P.S. it seems that you have an extra space before `--upload-pack`.

Oh, that's very silly. Don't do that!

I think I understand why this happens. See https://news.ycombinator.com/item?id=26885103

It's an issue with "the UNIX way". I'm not bashing on composability, but the fact that "the UNIX way" is just composability delivered in a bloated, error prone way.

Specifically, the problem here is that git, like almost every other CLI tool, tries to add as many features as possible to make it easy to use from a console. This (coupled with the fact that these things are never documented, as is the case here, unless <exec> is some idiom I'm supposed to be aware of) makes it harder to use in a correct manor (security bugs being a subset of possible problems).
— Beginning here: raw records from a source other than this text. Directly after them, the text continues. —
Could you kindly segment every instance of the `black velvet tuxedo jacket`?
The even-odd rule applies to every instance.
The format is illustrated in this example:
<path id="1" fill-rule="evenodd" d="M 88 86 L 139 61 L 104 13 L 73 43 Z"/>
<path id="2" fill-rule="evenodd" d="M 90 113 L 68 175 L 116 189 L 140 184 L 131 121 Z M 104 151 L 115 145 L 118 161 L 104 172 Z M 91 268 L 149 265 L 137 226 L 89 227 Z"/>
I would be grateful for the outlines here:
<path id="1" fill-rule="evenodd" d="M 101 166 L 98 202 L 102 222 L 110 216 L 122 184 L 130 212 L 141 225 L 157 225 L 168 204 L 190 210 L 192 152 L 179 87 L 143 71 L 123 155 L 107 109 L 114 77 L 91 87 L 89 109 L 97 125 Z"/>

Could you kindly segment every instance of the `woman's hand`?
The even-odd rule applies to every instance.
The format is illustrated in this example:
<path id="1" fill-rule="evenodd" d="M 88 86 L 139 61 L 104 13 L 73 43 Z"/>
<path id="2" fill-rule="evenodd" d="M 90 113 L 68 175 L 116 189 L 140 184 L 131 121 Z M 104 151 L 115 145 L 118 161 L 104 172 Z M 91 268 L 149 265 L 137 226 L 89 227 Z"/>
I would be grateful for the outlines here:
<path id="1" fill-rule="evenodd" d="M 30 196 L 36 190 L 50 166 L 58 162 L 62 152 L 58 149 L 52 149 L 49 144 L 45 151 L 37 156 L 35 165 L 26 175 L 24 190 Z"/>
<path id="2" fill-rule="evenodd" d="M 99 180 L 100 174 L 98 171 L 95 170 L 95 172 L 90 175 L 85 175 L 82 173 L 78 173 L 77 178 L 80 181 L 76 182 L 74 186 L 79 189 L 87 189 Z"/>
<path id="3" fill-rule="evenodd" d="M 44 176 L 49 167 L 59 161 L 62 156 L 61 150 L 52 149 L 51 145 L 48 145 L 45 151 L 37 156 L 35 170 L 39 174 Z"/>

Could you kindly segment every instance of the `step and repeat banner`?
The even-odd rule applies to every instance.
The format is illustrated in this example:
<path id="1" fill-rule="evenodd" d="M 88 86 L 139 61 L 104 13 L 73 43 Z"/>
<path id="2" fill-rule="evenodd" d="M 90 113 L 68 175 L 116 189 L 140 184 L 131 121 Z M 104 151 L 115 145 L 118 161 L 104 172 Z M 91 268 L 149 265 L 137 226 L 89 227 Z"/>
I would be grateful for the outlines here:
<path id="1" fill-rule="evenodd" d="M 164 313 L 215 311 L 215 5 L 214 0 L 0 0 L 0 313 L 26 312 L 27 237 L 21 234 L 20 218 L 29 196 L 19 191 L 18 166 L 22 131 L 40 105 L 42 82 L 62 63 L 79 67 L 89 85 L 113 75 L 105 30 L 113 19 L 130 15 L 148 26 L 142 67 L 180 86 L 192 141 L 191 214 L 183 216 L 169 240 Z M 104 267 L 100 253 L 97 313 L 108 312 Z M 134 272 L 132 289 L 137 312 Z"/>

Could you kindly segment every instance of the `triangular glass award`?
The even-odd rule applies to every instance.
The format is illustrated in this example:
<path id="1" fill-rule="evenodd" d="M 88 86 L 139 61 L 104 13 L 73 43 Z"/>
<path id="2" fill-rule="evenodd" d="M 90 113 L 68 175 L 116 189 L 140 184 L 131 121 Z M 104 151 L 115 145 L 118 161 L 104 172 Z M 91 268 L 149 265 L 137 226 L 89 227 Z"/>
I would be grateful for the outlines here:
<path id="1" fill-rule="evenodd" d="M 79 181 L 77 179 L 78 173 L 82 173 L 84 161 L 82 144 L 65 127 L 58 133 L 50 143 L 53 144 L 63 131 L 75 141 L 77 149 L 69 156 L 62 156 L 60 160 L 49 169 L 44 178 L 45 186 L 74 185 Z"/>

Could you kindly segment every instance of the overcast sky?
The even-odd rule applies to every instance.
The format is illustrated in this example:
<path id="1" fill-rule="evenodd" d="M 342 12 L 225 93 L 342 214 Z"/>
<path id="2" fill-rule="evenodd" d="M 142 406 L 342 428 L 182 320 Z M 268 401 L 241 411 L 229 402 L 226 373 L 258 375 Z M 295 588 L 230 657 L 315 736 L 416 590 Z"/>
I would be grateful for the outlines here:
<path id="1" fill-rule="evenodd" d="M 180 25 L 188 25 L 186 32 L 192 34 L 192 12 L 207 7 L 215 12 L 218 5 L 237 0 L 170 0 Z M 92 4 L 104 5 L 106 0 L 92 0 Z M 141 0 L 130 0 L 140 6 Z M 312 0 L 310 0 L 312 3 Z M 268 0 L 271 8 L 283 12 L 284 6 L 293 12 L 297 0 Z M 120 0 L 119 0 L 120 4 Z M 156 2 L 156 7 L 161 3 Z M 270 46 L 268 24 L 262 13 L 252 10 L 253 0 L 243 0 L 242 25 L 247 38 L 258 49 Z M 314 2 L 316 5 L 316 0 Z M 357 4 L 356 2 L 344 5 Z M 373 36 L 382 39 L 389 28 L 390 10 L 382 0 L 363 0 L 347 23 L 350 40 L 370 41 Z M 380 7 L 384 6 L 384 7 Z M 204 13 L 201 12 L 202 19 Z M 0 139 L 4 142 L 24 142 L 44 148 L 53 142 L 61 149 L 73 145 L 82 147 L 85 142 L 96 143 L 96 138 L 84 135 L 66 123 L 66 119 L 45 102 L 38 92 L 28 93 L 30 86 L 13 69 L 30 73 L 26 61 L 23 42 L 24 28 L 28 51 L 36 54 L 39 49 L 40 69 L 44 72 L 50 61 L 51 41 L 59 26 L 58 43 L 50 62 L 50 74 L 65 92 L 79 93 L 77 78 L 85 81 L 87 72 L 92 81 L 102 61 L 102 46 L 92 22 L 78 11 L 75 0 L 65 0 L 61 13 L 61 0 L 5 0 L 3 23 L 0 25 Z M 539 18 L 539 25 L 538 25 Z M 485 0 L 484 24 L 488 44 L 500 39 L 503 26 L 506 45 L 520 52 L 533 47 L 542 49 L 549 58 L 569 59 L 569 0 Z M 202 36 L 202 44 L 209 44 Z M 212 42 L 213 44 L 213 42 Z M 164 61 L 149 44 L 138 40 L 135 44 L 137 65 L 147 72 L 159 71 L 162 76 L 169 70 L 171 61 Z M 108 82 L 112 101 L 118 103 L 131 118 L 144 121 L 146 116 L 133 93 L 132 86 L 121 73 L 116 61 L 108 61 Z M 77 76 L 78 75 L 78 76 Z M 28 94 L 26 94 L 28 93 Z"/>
Before passing attacker controlled variables to commands, always end option processing with the -- option!


There's a typo in the title; Should be CocoaPods, not Cococa.

Fixed now. Thanks!

Honestly surprised this wasn't about some internet connected coffee machine!

I expect you could make a hard developer trivia game where people have to guess if a vulnerability was found in an IOT app or a SAAS app based only on the name.

> Honestly surprised this wasn't about some internet connected coffee machine!

Whenever IT folks run out of good names they always turn to coffee.